SALT LAKE CITY — Legislation that would have required Utah’s sex education curriculum to include instruction about consent — including what does not constitute consent — was defeated by the House Education Committee Monday by a vote of 4-7.
HB177, sponsored by Rep. Carol Spackman Moss, D-Holladay, also would have required instruction on coercion, sexual violence behavior deterrence, and sexual assault mitigation as part of sex education instruction for students in grades 7-12. Parents must opt-in for their child to participate in sex education classes.
“My motivation is not to get some liberal curriculum into the schools as many people have made that accusation, but rather to give kids information that they can use to protect themselves,” Moss said.
Issues of consent are not exclusively sexual in nature, she said.
“It could be saying no to sending a photo of yourself, or no to your sending me a photo. Or it could be saying, ‘No, I don’t want to go to a party where there might be illegal activity,’” Moss said.
Some committee members argued that refusal skills are already part of Utah’s health curriculum standards adopted by the Utah State Board of Education in 2019.
Some, like Rep. Lowry Snow, R-Santa Clara, said there were technical problems with the bill, explaining that consent is defined elsewhere in Utah laws and those laws are intended to protect children.
Alan Buys, a victim advocate who formerly worked at Utah State University, urged the committee to adopt the bill. Buys said some of the students he worked with disclosed to him that they had “done sexual things without getting consent and didn’t have a clue” that they legally should.
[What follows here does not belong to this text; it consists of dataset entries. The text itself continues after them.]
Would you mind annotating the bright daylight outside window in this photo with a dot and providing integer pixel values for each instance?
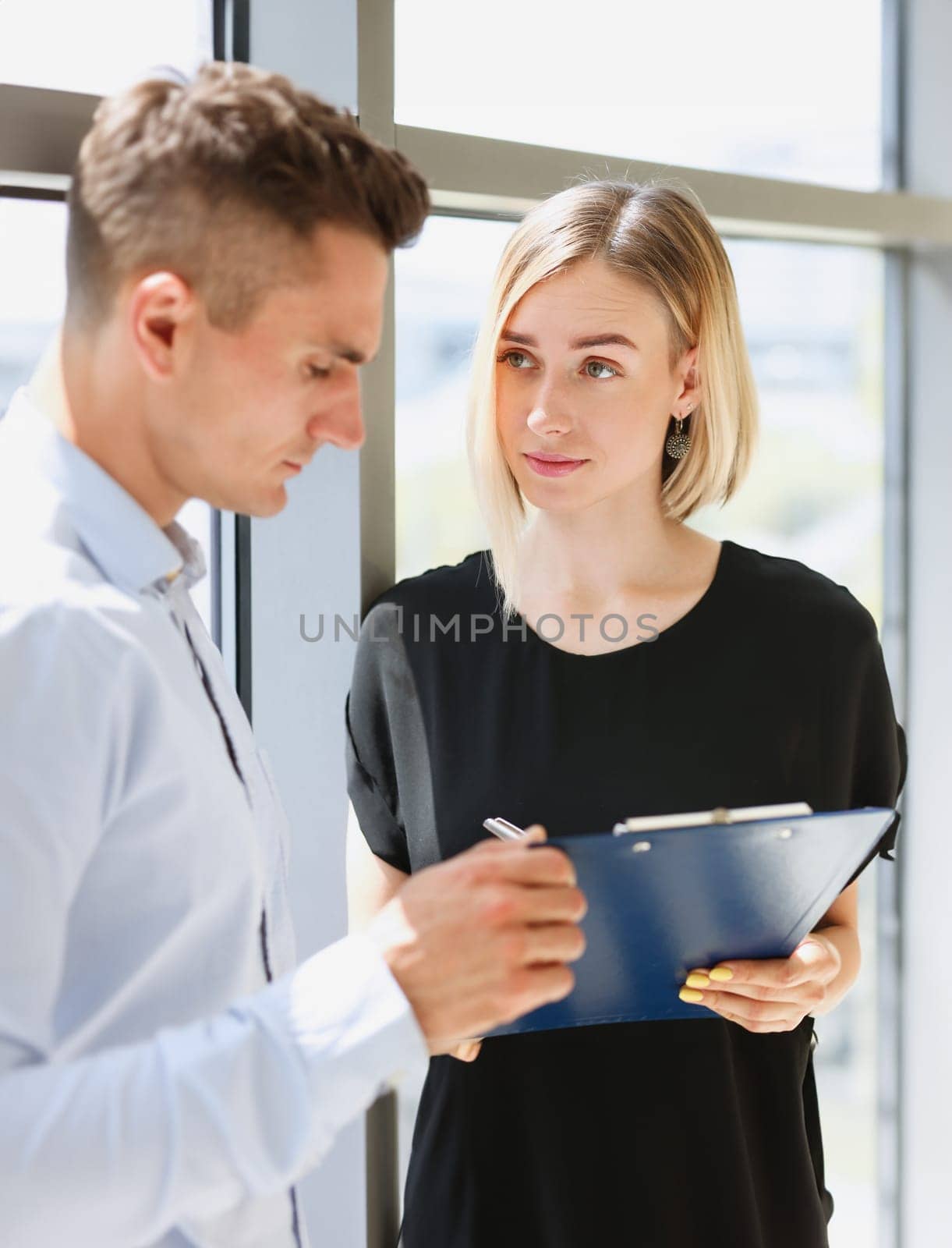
(744, 87)
(812, 317)
(100, 47)
(31, 231)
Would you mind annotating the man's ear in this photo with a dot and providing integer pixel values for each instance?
(162, 311)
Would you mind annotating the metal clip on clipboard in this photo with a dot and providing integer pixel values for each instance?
(719, 815)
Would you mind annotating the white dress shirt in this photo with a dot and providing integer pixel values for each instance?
(155, 1087)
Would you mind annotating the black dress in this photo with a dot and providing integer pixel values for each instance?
(770, 690)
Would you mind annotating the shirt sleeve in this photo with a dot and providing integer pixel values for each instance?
(119, 1146)
(380, 692)
(879, 755)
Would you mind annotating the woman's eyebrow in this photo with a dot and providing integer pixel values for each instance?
(604, 340)
(598, 340)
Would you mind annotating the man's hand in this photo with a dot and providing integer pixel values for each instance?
(484, 938)
(769, 994)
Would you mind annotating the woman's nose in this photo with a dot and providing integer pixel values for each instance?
(548, 416)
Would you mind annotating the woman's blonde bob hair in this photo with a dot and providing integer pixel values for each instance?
(659, 235)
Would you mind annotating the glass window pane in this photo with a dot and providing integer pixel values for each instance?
(100, 47)
(814, 318)
(746, 87)
(33, 293)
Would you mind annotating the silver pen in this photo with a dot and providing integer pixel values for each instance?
(503, 829)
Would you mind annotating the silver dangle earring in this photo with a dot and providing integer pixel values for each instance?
(679, 443)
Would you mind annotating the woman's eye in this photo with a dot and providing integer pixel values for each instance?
(515, 359)
(593, 366)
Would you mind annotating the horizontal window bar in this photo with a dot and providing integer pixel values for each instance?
(496, 178)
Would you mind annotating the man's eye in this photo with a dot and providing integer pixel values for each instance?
(593, 367)
(515, 360)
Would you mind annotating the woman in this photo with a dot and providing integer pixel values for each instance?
(609, 661)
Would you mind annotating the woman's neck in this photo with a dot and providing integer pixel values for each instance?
(598, 557)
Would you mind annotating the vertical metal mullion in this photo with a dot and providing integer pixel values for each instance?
(378, 546)
(231, 41)
(895, 632)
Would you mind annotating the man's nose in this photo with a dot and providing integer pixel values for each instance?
(342, 422)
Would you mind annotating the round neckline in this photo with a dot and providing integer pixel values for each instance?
(689, 617)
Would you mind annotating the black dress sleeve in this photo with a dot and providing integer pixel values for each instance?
(372, 713)
(879, 755)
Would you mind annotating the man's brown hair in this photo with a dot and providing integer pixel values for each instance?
(203, 178)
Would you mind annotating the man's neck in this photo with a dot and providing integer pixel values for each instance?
(70, 406)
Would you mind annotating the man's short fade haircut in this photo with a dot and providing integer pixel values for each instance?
(220, 180)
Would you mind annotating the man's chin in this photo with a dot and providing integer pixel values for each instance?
(261, 505)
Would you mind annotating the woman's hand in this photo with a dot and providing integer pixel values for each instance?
(467, 1051)
(770, 994)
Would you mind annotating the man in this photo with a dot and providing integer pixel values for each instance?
(166, 1071)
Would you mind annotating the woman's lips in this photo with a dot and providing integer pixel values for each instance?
(553, 466)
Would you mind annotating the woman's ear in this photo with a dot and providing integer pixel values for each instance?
(690, 378)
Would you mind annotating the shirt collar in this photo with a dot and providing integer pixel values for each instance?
(124, 540)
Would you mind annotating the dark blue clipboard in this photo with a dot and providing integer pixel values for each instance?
(664, 902)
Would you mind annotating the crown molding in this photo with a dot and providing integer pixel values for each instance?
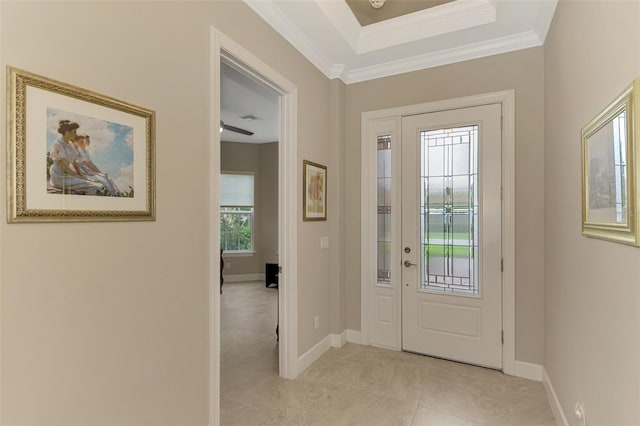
(273, 16)
(338, 60)
(443, 19)
(523, 40)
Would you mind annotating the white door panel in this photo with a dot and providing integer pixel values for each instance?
(451, 225)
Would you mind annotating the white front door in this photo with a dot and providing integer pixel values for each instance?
(451, 235)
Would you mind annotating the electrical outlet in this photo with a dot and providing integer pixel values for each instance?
(578, 411)
(324, 242)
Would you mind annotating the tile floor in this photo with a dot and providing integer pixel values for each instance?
(356, 385)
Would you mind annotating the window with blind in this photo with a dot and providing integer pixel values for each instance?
(236, 212)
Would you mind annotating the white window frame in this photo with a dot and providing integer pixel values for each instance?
(251, 251)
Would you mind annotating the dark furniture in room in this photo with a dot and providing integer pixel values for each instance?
(271, 274)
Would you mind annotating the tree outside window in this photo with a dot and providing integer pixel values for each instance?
(236, 212)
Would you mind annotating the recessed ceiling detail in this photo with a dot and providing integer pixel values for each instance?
(328, 34)
(367, 15)
(421, 25)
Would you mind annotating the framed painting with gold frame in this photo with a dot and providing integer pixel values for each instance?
(610, 171)
(314, 197)
(74, 155)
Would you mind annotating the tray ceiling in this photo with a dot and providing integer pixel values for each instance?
(366, 15)
(328, 34)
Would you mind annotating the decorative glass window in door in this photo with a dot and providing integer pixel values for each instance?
(449, 210)
(384, 209)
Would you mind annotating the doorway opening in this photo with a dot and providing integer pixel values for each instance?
(249, 331)
(225, 50)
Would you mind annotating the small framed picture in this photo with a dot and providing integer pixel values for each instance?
(314, 205)
(75, 155)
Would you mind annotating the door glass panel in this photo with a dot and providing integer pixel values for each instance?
(449, 210)
(384, 209)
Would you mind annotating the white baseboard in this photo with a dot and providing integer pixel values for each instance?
(338, 340)
(313, 354)
(353, 336)
(528, 370)
(561, 419)
(243, 277)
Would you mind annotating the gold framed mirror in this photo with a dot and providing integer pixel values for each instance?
(609, 171)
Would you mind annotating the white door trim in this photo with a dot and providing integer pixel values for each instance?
(368, 215)
(223, 47)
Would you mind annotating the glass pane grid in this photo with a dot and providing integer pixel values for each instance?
(449, 210)
(236, 229)
(384, 210)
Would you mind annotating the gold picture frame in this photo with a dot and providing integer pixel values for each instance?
(74, 155)
(610, 171)
(314, 196)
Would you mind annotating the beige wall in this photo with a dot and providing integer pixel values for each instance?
(522, 71)
(107, 323)
(268, 215)
(262, 160)
(592, 287)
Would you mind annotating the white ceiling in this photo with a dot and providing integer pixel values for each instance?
(327, 33)
(241, 96)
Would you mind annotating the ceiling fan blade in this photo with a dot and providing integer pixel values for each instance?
(235, 129)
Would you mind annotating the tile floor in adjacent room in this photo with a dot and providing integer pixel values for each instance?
(356, 385)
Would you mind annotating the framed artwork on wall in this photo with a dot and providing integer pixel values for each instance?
(610, 171)
(314, 197)
(75, 155)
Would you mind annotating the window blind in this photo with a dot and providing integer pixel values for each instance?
(236, 190)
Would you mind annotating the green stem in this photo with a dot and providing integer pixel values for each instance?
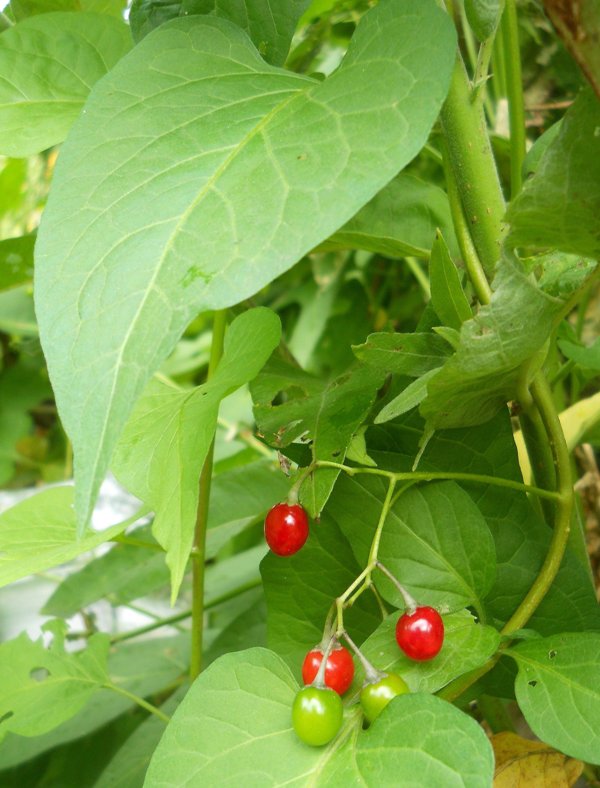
(374, 551)
(140, 702)
(420, 276)
(163, 622)
(498, 67)
(480, 91)
(430, 476)
(177, 617)
(474, 170)
(471, 259)
(542, 397)
(199, 546)
(514, 89)
(476, 178)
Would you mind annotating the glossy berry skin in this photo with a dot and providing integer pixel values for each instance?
(317, 715)
(286, 528)
(339, 670)
(376, 696)
(421, 634)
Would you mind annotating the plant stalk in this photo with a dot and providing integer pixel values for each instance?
(473, 167)
(514, 90)
(199, 546)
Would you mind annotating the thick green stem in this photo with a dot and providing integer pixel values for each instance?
(431, 476)
(539, 452)
(471, 259)
(473, 167)
(514, 89)
(199, 548)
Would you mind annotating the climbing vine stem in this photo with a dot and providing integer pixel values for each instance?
(199, 546)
“The misconception that we’re having here is that there are the monster perpetrators, the ones that are are manipulative and vile, but there are also these unintended, frankly ignorant perpetrators who just need a little education to understand that they have to ask, ‘Is it OK if I kiss you?’ or ‘Is it OK if I do X, Y or Z beforehand?’”
Teaching only refusal skills puts the responsibility on victims to say no, Buys said.
“We know that it’s perpetrators who need the education because people who say no still get assaulted,” he said.
Dr. Kellie Woodfield, an obstetrics-gynecology resident at the University of Utah, also spoke in support of the bill.
“When done correctly, consent instruction can reduce the incidence of sexual violence, not by magically convincing a generation that ‘no means no,’ but by dismantling the cultural conditions then actually underscore the sexual violence, including discriminatory attitudes, ignorance and gendered power differentials,” Woodfield said, explaining that she was not representing the university.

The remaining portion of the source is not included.